Song Play
Singspiel ("Song-play") - a style of opera that combines music with spoken text - has been around for nearly three centuries. Think: Mozart's Magic Flute and Beethoven's Fidelio. Singspiel is designed to put the text on an even plane with the music, making it clear and comprehensible to the listener.
But, in Robert Ashley's Made Out of Concrete (2007), which opened last night at La MaMa E.T.C., characters speak over each other, or cut themselves off mid-sentence. Or, they spin off into unusually long soliloquies, relating stories that are at turns both amusing and disturbing. Electronic
music, projected from amplifiers above the stage, hovers like a thin, atmospheric
shroud. The experience is as frustrating - and captivating - as a Samuel Beckett play.
As opposed to Ashley's other operas, Concrete has no vocal score, forcing him to rely on the abilities of four performers he's worked with closely over the past three decades: Thomas Buckner, Jacqueline Humbert, Joan La Barbara, and his son, Sam Ashley.

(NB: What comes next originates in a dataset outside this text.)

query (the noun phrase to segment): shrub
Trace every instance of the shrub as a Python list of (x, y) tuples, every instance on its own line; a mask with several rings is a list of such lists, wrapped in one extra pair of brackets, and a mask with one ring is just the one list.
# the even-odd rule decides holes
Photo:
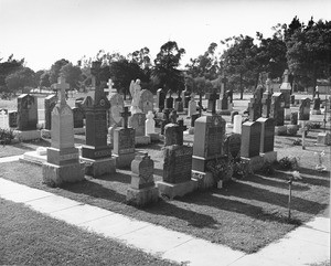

With the libretto taped into oversized playing cards held like poker hands, each "singer" improvised in his/her own unique style full of unusual cadences, their voices occasionally distorted through electronic processing (courtesy of Ashley's longtime sound designer Tom Hamilton.) Ashley, 78, was himself present onstage throughout, delivering his lines with poetic diction from an easy chair at the rear.
Made Out of Concrete marks Ashley's 14th foray into the world of opera, and while its charms might be lost on those more accustomed to uptown fare, his dreamlike soundscapes will haunt you long after you leave the theater. Which is what all great art is supposed to do.
Concrete will continue at La MaMa E.T.C. through Saturday, in rotation with Ashley's other recent operas Dust (1998) and Celestial Excursions (2003). Tickets available at the box office or online.